🤖 AI Summary
Scarce human choice data severely constrains the training of behavioral prediction models, particularly in complex experimental economics settings such as multi-round strategic language interactions.
Method: This work investigates whether large language models (LLMs)—specifically GPT-series models—can generate high-fidelity synthetic natural-language persuasion game dialogues to substitute for scarce real human data, and evaluates their utility via supervised fine-tuning and behavioral modeling.

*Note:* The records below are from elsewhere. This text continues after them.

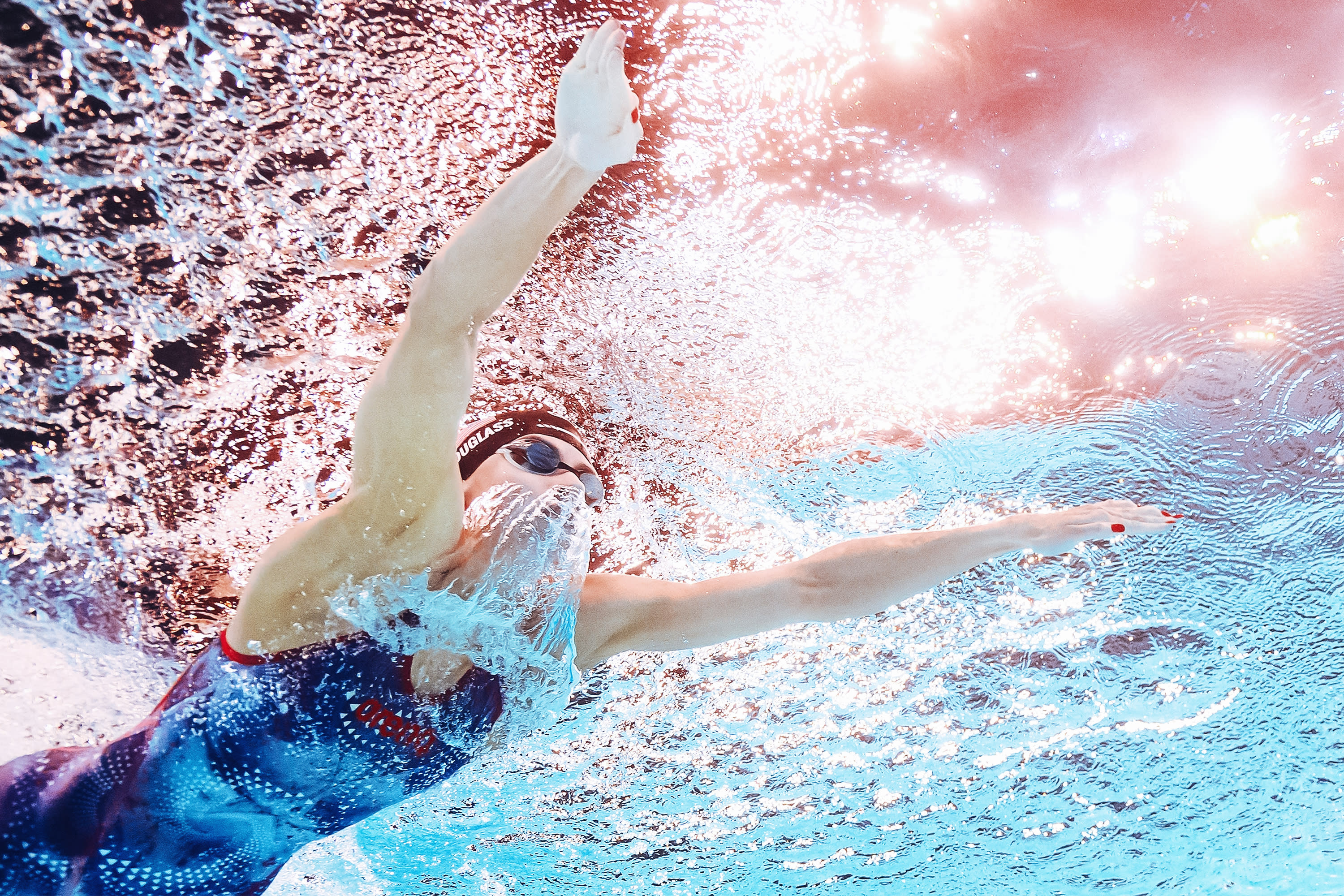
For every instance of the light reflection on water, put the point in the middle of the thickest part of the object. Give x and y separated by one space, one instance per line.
869 275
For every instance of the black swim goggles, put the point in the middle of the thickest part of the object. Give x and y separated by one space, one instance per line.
541 457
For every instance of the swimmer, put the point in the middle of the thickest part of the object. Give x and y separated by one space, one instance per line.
296 723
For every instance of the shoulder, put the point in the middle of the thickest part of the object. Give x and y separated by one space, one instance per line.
287 601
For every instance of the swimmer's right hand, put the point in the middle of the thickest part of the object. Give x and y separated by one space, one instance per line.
597 116
1054 534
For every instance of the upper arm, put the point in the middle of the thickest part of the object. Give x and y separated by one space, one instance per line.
406 426
633 613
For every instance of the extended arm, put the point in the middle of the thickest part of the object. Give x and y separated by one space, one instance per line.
853 579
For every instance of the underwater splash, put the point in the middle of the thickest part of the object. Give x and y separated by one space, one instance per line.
511 613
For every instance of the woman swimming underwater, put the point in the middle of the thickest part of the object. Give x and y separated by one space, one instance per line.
332 695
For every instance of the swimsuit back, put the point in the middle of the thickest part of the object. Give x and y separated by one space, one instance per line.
244 762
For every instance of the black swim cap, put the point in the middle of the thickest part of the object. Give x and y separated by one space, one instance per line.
484 439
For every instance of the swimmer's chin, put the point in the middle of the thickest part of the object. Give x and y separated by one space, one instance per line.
496 527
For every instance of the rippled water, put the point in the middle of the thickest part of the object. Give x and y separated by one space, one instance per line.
879 267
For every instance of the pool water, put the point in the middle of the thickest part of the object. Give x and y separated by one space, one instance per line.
879 267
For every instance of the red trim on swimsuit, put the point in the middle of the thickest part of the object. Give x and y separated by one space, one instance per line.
248 660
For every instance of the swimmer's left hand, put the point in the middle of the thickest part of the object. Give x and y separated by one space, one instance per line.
1053 534
597 116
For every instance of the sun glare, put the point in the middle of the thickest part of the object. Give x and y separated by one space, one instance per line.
1240 162
906 33
1276 233
1093 263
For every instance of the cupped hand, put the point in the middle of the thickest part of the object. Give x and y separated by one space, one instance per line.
597 116
1051 534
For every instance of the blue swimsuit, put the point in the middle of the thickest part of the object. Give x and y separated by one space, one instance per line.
244 762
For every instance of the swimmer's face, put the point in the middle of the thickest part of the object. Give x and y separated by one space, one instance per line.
498 470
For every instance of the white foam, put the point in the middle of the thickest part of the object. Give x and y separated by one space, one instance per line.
61 688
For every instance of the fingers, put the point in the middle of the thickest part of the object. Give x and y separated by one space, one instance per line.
585 52
611 61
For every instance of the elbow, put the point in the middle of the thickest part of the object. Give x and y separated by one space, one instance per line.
812 593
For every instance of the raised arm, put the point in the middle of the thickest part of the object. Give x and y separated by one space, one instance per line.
857 578
405 504
410 412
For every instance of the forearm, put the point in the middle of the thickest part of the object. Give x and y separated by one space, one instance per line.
490 254
866 575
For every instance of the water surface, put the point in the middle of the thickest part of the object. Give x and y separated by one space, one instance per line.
878 267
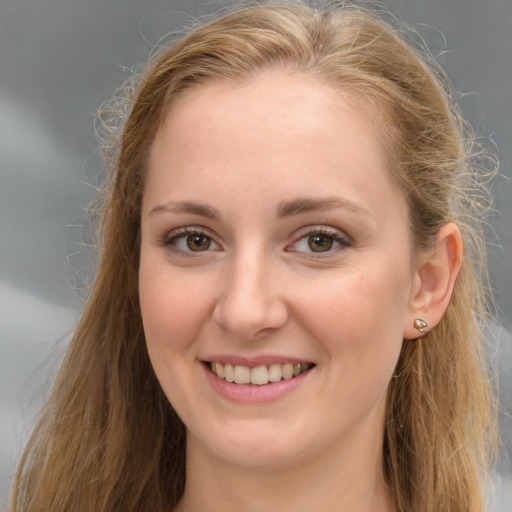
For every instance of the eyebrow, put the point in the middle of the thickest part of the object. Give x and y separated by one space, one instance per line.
308 204
285 208
188 207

Contribution/Results: We present the first systematic empirical validation that LLM-synthesized persuasion dialogues, when used for training, yield behavioral prediction models that outperform baselines trained on real human data. In human choice prediction tasks, synthetic data not only proves feasible but achieves statistically significant accuracy gains—demonstrating its viability and advantage in modeling intricate strategic behavior. These findings establish a novel, low-cost, high-fidelity paradigm for behavioral modeling in experimental economics, with broad implications for data-scarce behavioral science applications.
📝 Abstract
Human choice prediction in economic contexts is crucial for applications in marketing, finance, public policy, and more. This task, however, is often constrained by the difficulties in acquiring human choice data. With most experimental economics studies focusing on simple choice settings, the AI community has explored whether LLMs can substitute for humans in these predictions and examined more complex experimental economics settings. However, a key question remains: can LLMs generate training data for human choice prediction? We explore this in language-based persuasion games, a complex economic setting involving natural language in strategic interactions. Our experiments show that models trained on LLM-generated data can effectively predict human behavior in these games and even outperform models trained on actual human data.